In [None]:
from IPython.core.display import HTML
from datascience import *

import matplotlib
matplotlib.use('Agg')
%matplotlib inline
import matplotlib.pyplot as plt
import numpy as np
import os
plt.style.use('fivethirtyeight')

import pandas as pd
import zipfile
import io
import math

def css_styling():
    styles = open('../notebook_styles.css', 'r').read()
    return HTML(styles)
css_styling()

In [None]:
#Loading testing data
from client.api.notebook import Notebook 
lab04 = Notebook('lab04.ok')
_ = lab04.auth(inline=True)

# Lab 04 - Introduction to population growth

## Introductions

**What is your partner's name?**

[ANSWER HERE]

**What year is your partner in? (Freshman, Sophomore, etc)**

[ANSWER HERE]

**Who is your partner's favorite band or singer?**

[ANSWER HERE]

## Growth

Today, we started class by talking about population growth in general. [Here are the slides](https://docs.google.com/presentation/d/1GGKyk3dl_yB3Gd5EO9rM_nLSgqRytQf5H9Gpm333lpQ/edit?usp=sharing), which have the formulas we developed.

We'll start by opening up estimating population counts from the United Nations Population Division.

In [None]:
unpd_pop = Table.read_table('../data/UNPD/unpd_pop_cleaned.csv')
unpd_pop

Note that the population counts are reported in thousands of people. So Djibouti's 1950 `population` value of 62.001 means that UNPD estimates that there were 62.001 X 1000 = 62,001 people in Djibouti in 1950.

Following the pattern we've used in previous labs, we'll look closely at one country, and then we'll generalize our analysis.

**Question - Plot the population for Malawi over time (so, time on the x axis and population on the y axis)**

In [None]:
...

Now we'll deepen our understanding of growth rates by calculating the growth rate in Malawi from 1960 to 1961 by hand. We'll do this in two steps: first, we'll filter down to Malawi data; second, we'll look at those filtered data and plug the population for 1961 and 1960 into the formula for the growth rate $r$.

**Question - Grab the population data for Malawi**

In [None]:
malawi = ...
malawi.show()

### The growth rate $r$

As we discussed, we can measure the rate at which a population's size is changing over time by calculating the growth rate $r$. If a population starts out being size $K(0)$ at time $t=0$ and ends up being size $K(T)$ at time $t=T$, then the growth rate $r$ satisfies the equation

$$
K(T) = e^{rT}K(0).
$$

In particular, when we consider a time period of $T=1$ year, we have

$$
K(1) = e^{r}K(0).
$$
  
We can now solve for $r$:
  
$$
\begin{aligned}
e^{r} &= \frac{K(1)}{K(0)}\\
\Leftrightarrow r &= \log\left(\frac{K(1)}{K(0)}\right)\\
\Leftrightarrow r &= \log\left(K(1)\right) - \log\left(K(0)\right).
\end{aligned}
$$

If we wish to express $r$ as a percentage, we can multiply it by 100.
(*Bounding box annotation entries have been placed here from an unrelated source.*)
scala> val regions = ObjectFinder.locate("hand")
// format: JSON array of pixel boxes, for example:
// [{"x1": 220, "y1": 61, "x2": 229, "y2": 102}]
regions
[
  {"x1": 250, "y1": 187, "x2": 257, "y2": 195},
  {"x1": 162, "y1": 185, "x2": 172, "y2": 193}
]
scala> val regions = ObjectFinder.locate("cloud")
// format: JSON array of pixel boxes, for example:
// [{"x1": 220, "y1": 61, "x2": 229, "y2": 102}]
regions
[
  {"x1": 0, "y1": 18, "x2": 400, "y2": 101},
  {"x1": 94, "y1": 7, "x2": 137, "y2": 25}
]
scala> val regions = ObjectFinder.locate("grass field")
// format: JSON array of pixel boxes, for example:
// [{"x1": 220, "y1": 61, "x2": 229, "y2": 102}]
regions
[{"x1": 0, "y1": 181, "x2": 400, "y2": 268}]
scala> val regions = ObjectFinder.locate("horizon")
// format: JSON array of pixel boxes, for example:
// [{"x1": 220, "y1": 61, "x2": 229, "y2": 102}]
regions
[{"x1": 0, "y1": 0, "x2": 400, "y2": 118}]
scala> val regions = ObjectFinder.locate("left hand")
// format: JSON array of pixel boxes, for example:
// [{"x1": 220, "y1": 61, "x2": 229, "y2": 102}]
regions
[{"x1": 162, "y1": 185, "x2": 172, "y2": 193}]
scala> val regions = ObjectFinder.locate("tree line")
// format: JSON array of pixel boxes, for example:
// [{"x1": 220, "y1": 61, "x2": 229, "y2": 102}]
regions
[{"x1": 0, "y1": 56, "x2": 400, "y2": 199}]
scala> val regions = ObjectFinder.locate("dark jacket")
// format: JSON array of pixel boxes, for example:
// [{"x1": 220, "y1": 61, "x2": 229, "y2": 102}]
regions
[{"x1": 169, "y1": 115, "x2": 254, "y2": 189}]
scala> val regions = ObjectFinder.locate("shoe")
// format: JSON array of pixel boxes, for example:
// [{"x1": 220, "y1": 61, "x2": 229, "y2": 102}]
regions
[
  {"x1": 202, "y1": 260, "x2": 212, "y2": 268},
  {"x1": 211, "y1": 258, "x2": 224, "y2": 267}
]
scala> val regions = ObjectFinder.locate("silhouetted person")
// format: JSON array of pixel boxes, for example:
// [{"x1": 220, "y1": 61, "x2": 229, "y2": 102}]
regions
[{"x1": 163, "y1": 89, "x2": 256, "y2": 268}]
**Question - Looking at the table above, calculate the growth rate for Malawi from 1960 to 1961. Express your answer as a percentage.**

In [None]:
## Malawi growth rate from 1960 to 1961
malawi_r_1960 = ...
malawi_r_1960

In [None]:
_ = lab04.grade('test_malawi_1960_r')

You should get an answer of $r \approx 0.0222$, which is a growth rate of about 2.2 percent

To develop some intuition for growth rates, we'll calculate growth rates for Malawi over time.  There are different ways to do this; since we're practicing loops in this class, we'll write a loop.  
  
The first step is to get a set of periods to loop over.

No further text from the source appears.